I used to think that if we wanted a good table at a restaurant like Scandia for on the Sunset Strip for Sunday brunch that we should use Mr. Garner's name (joking) but of course, being that he and Dad were both gentlemen, we never did.
The fact that Mr. Garner made acting look effortless was a fact not lost on my late friend, Stephen Cannell, who created The Rockford Files. Stephen and I were at a book convention once, each there promoting books we had written, and I told him about my father being mistaken for Mr. Garner -- especially as Maverick, but as Rockford as well -- and he told me that The Rockford Files was the easiest piece of writing he had ever done because of Jim Garner -- what a rare and humble compliment!

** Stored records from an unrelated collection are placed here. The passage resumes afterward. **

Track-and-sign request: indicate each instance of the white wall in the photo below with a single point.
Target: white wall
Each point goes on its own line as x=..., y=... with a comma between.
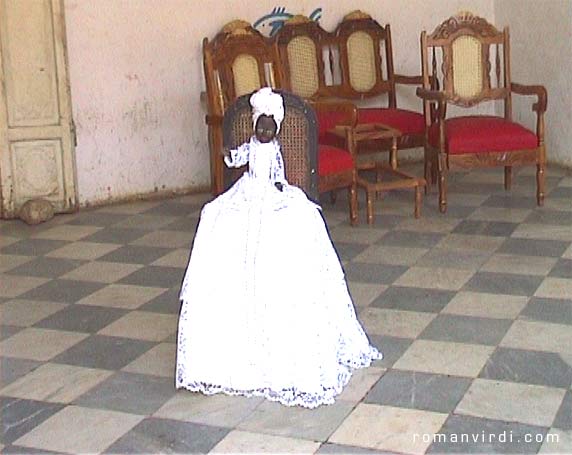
x=136, y=77
x=541, y=53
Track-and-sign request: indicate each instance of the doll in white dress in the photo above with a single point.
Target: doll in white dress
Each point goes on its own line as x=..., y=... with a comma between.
x=265, y=305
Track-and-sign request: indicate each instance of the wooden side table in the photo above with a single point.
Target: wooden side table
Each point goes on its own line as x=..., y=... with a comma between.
x=374, y=131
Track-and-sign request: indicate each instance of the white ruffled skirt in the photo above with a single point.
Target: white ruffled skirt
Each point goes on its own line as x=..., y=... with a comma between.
x=265, y=306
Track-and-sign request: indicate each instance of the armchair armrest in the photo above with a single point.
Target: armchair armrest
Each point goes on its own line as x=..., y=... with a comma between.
x=344, y=112
x=431, y=95
x=538, y=90
x=212, y=120
x=409, y=80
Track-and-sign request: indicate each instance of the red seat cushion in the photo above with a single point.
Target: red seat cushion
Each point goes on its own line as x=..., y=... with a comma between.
x=327, y=121
x=476, y=134
x=408, y=122
x=332, y=160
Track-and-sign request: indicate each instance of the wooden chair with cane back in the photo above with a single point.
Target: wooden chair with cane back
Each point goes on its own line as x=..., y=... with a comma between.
x=298, y=139
x=366, y=59
x=300, y=45
x=471, y=59
x=238, y=61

Mr. Garner was grateful to acting because he never set out to become an actor but was "discovered" when he went with a friend to an audition, I believe. I think he was always slightly astonished by his remarkable success and never took it for granted. He also had some great writers such as Stephen Cannell and some terrific writers for the big screen, too, and got to play cool parts such as Philip Marlowe, Maverick, Rockford, and even his Polaroid commercials with Mariette Hartley were loved. I adored James Garner and I feel like a lost my father's twin brother at his passing. He will be missed for his warm ways and enormous heart and talent.